If you’ve been listening to me for a while now (and certainly if you’re one of my clients), you will know that I love saying “ditch the scales!”
You totally want to ditch your scale, don’t you? When it comes to health, what you weigh can matter but only to a certain extent.
That’s why in my clinic, we use the Bodystat Quadscan device to measure MORE than just how much you weigh on the scales – we look at BODY COMPOSITION – which is so much more useful.
Something else that is VITAL to assessing health and weight loss is your waist circumference…
Otherwise known as “belly fat” or if you want to get technical, “visceral adiposity” 😉
Do you remember the fruity body shape descriptions being like an “apple” or a “pear”? The apple is more round around the tummy and the pear shape is where fat is carried more around the hip, butt and thighs.
THAT is what we’re talking about here.
So why does waist circumference matter?
Well, one of the fruit shapes is associated with a higher risk of sleep apnea, blood sugar issues (e.g. insulin resistance and diabetes) and heart issues (high blood pressure, blood fat, and arterial diseases)…
Which one? Yup – that apple!
Carrying weight around the abdomen is not a good thing.
And it’s not because of the subcutaneous (under the skin) fat that you may refer to as a “muffin top”. The health risk is actually due to the fat inside the abdomen covering the liver, intestines and other organs there.
This internal fat is called “visceral fat” and that’s where a lot of the problem actually is. It’s this “un-pinchable” fat.
The reason the visceral fat can be a health issue is because it releases fatty acids, inflammatory compounds, and hormones that can negatively affect your blood fats, blood sugars, and blood pressure.
And the apple-shaped people tend to have a lot more of this hidden visceral fat than the pear-shaped people do.
So as you can see, where your fat is stored is more important from a health perspective that how much you weigh.
How to measure your Waist Circumference
It’s pretty simple to find out if you’re in the higher risk category or not. The easiest way is to just measure your waist circumference with a measuring tape. I do this in my clinic and you can do it right now.
Women, if your waist is 80cm or more you could be considered to have “abdominal obesity” and be in the higher risk category. Pregnant ladies are exempt, of course!
(And… clinical tip here: sometimes bloating around your period or from digestive upsets can make your waist appear larger. I always take this into consideration based on the person standing in front of me.)
For men the number is 90cm or more.
Of course this isn’t a diagnostic tool, it’s just a marker we use to predict risk.

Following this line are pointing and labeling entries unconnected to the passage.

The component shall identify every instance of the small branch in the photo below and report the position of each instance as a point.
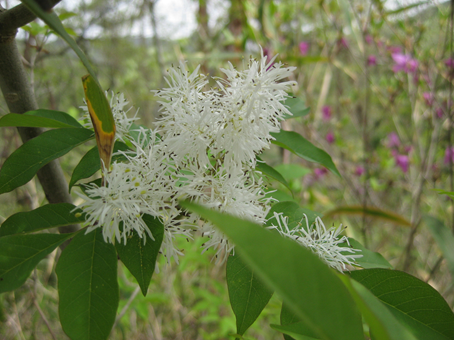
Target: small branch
(40, 311)
(18, 16)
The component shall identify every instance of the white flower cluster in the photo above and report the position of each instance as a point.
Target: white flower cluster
(324, 242)
(203, 148)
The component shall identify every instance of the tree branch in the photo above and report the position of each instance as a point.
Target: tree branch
(19, 97)
(18, 16)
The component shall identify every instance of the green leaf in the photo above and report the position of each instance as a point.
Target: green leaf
(67, 15)
(51, 19)
(45, 217)
(88, 287)
(444, 238)
(22, 164)
(413, 302)
(373, 212)
(297, 107)
(292, 171)
(310, 288)
(272, 173)
(369, 259)
(383, 325)
(90, 163)
(40, 118)
(297, 331)
(301, 147)
(292, 327)
(140, 258)
(19, 254)
(248, 295)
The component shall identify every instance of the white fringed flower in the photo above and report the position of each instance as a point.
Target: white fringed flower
(321, 241)
(118, 206)
(234, 120)
(242, 196)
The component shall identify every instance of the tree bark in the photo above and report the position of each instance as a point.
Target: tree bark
(19, 97)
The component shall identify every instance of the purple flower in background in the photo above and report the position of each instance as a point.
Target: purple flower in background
(394, 49)
(342, 42)
(449, 63)
(371, 60)
(393, 140)
(402, 161)
(319, 173)
(304, 47)
(403, 62)
(326, 113)
(330, 137)
(449, 156)
(359, 170)
(429, 98)
(439, 112)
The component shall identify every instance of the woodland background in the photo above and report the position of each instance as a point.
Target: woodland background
(377, 76)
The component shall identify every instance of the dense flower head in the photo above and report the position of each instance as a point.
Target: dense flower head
(235, 119)
(241, 195)
(204, 149)
(324, 242)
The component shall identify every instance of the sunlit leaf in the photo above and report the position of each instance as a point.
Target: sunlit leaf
(90, 163)
(22, 164)
(40, 118)
(382, 323)
(248, 295)
(309, 287)
(370, 259)
(87, 287)
(45, 217)
(301, 147)
(101, 117)
(140, 257)
(19, 255)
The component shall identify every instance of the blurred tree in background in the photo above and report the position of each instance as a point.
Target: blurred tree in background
(377, 76)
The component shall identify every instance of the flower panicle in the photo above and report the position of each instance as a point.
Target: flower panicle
(322, 241)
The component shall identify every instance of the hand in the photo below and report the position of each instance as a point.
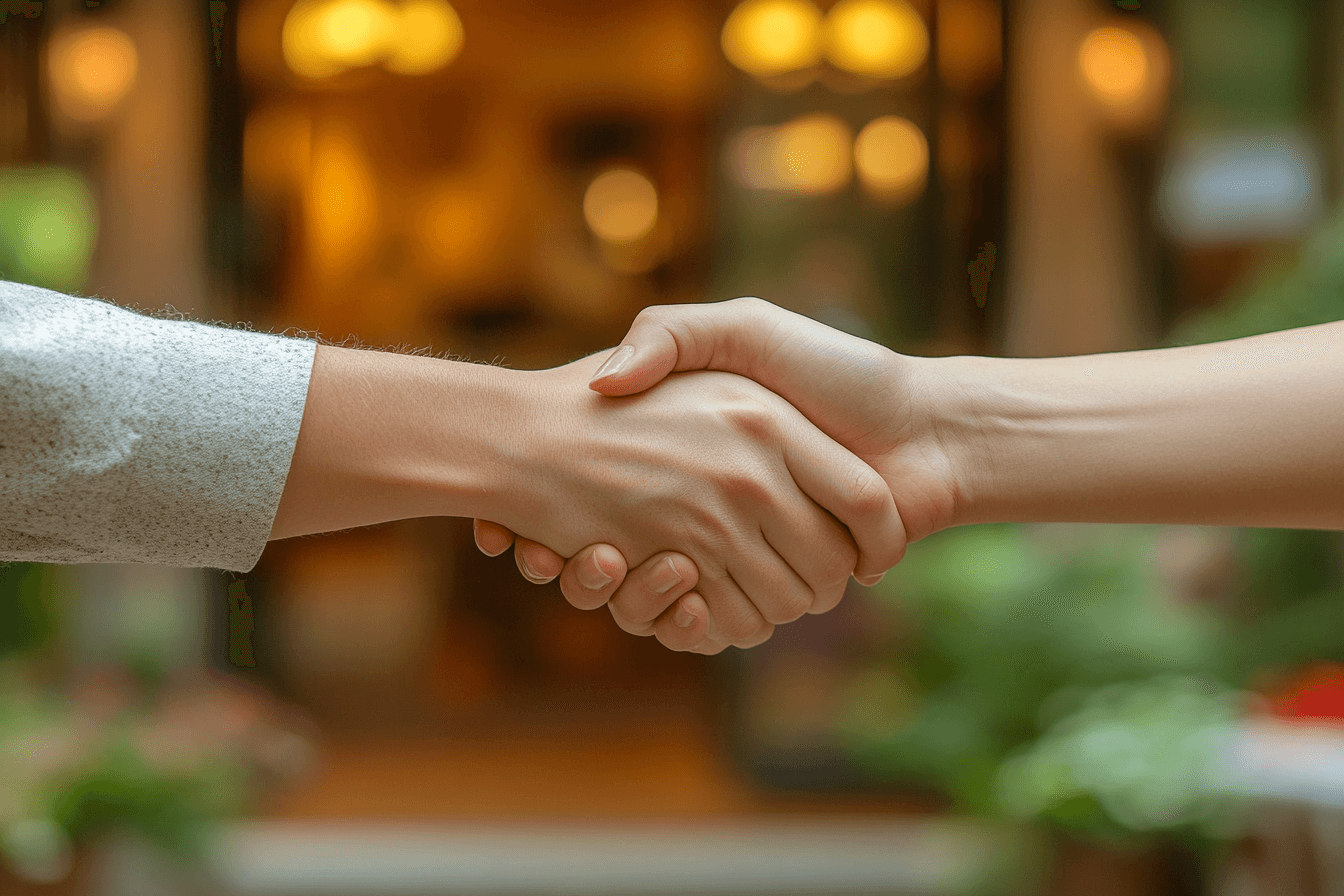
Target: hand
(714, 465)
(863, 395)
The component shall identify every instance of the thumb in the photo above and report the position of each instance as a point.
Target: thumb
(643, 359)
(682, 337)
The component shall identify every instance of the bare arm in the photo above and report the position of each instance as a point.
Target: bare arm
(1239, 433)
(1247, 433)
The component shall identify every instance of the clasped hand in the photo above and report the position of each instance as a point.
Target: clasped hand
(734, 505)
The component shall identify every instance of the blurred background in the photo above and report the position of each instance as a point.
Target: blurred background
(1016, 709)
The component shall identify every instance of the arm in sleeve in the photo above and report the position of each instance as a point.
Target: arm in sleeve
(127, 438)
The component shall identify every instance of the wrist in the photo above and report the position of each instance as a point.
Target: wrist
(948, 411)
(390, 437)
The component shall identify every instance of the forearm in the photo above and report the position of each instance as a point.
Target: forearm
(389, 437)
(1241, 433)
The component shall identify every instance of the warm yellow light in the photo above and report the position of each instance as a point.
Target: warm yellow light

There are lots of risk factors for chronic diseases. Waist circumference is just one of them.
Tips for helping reduce some belly fat:
- Eat more fibre. Fibre can help reduce belly fat in a few ways. First of all it helps you feel full and also helps to reduce the amount of calories you absorb from your food. Some examples of high-fibre foods are vegetables, flax and chia seeds and berries.

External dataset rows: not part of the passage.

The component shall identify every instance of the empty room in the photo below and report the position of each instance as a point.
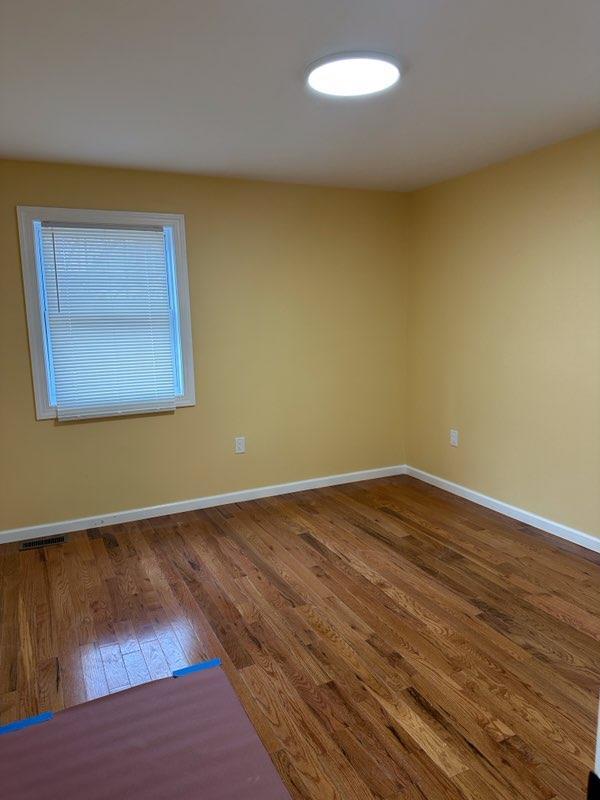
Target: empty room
(300, 408)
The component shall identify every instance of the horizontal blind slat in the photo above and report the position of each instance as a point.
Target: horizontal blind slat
(110, 319)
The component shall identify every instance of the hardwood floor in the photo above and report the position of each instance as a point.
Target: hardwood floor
(388, 640)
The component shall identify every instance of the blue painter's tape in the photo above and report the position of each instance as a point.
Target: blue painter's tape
(179, 673)
(26, 723)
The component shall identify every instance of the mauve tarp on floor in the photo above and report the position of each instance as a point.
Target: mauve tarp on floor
(178, 739)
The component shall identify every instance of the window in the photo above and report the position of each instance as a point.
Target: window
(107, 310)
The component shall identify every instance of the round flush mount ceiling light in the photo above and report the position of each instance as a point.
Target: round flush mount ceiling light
(353, 74)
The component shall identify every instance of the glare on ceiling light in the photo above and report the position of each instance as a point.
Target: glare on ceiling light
(353, 74)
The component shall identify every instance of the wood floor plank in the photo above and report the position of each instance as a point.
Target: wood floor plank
(388, 640)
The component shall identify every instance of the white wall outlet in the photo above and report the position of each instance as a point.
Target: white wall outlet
(239, 444)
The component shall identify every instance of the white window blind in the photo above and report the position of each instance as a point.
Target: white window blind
(111, 320)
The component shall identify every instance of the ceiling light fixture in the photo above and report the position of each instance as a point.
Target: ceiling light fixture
(353, 74)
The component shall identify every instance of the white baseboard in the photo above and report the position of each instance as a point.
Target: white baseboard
(131, 515)
(563, 531)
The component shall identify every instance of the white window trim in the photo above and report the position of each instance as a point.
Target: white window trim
(27, 215)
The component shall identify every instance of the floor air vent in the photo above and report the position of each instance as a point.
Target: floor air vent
(31, 544)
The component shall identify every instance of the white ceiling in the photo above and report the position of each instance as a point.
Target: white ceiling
(216, 86)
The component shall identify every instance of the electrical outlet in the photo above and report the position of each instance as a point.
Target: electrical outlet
(239, 444)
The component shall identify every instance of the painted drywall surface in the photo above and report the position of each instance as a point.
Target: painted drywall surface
(299, 340)
(504, 332)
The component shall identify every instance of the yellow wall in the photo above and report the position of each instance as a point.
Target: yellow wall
(312, 310)
(298, 318)
(504, 331)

- Add more protein to your day. Protein reduces your appetite and makes you feel fuller longer. It also has a high TEF (thermic effect of food) compared with fats and carbs and ensures you have enough of the amino acid building blocks for your muscles.
- Ditch added sugars. This means ditch the processed sweetened foods especially those sweet drinks (even 100% pure juice). They convert to belly fat faster than you can say “sweet tooth”!

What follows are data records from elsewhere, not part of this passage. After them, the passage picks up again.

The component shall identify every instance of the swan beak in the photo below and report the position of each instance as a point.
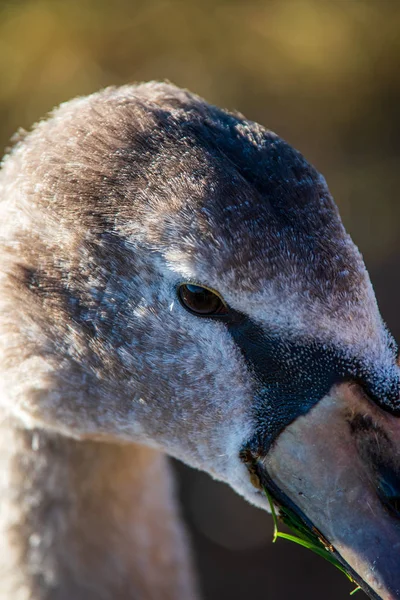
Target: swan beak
(338, 468)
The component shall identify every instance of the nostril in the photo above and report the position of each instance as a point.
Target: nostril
(389, 490)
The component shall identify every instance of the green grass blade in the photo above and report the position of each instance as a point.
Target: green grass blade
(303, 536)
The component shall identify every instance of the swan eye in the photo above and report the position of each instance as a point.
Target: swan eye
(201, 300)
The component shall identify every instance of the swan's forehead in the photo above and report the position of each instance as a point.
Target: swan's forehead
(282, 258)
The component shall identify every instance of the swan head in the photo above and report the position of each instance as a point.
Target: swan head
(178, 276)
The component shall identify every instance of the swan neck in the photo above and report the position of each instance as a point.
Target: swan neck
(88, 520)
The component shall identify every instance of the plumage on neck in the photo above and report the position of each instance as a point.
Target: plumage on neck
(88, 520)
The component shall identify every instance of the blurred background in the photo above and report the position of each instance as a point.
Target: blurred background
(325, 75)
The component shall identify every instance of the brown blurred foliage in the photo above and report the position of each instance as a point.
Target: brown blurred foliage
(324, 74)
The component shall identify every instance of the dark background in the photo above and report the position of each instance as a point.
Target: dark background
(325, 75)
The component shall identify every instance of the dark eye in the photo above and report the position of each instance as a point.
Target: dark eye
(201, 301)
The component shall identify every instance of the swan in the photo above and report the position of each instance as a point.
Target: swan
(176, 280)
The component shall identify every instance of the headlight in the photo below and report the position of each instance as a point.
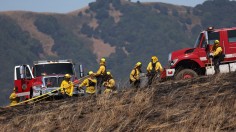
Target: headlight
(173, 62)
(169, 57)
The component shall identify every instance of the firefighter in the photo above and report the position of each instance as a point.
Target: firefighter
(109, 84)
(13, 98)
(217, 55)
(154, 69)
(135, 75)
(67, 87)
(100, 75)
(90, 83)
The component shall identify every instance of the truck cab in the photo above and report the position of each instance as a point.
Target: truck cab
(44, 77)
(192, 62)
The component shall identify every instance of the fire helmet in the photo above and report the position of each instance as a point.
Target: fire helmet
(67, 76)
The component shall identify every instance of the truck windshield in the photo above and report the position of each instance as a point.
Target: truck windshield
(198, 40)
(50, 69)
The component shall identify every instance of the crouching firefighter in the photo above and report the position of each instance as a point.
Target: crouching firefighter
(67, 87)
(154, 69)
(217, 55)
(90, 84)
(100, 75)
(135, 75)
(109, 84)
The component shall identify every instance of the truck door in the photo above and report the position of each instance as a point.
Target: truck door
(23, 79)
(203, 49)
(230, 45)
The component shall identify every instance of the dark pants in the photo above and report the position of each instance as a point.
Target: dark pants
(135, 84)
(152, 77)
(216, 61)
(100, 80)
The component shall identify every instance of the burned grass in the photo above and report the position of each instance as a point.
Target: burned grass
(201, 104)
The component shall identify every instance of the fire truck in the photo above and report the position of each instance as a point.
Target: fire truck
(193, 62)
(44, 77)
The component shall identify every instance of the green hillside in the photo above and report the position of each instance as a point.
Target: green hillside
(135, 31)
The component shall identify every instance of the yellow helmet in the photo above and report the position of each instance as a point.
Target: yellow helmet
(103, 60)
(138, 64)
(90, 72)
(108, 73)
(216, 42)
(67, 76)
(154, 58)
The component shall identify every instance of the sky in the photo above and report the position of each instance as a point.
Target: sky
(64, 6)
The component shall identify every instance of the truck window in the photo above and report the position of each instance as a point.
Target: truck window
(198, 40)
(212, 36)
(232, 35)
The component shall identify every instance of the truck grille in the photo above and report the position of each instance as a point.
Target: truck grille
(53, 81)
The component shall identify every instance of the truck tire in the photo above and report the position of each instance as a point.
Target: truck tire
(186, 74)
(31, 93)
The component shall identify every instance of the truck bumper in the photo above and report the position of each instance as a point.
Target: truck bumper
(167, 73)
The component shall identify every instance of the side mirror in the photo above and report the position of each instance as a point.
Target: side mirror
(22, 72)
(81, 71)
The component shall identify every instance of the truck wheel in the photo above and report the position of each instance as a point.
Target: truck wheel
(31, 93)
(186, 74)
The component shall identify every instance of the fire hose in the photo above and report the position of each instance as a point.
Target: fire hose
(46, 95)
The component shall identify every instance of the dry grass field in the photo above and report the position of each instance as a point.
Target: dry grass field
(201, 104)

- Move more. Get some aerobic exercise. Lift some weights. Walk and take the stairs. It all adds up.
- Stress less. Seriously! Elevated levels in the stress hormone cortisol have been shown to increase appetite and drive abdominal fat.
- Get more sleep. Try making this a priority and seeing how much better you feel (and look).
Recipe (High fibre side dish): Garlic Lemon Roasted Brussel Sprouts
8-10 brussel sprouts (washed, ends removed, halved)
2-3 cloves of garlic (minced)
2 tablespoons extra virgin olive oil
2 teaspoons fresh lemon juice
dash salt and pepper
Preheat oven to 200 celcius.
In a bowl toss sprouts with garlic, oil, and lemon juice. Spread on a baking tray and season with salt and pepper.
Bake for about 15 minutes. Toss. Bake for another 10 minutes.
Serve and Enjoy!
Tip: Brussel sprouts contain the fat-soluble bone-loving vitamin K. You may want to eat them more often.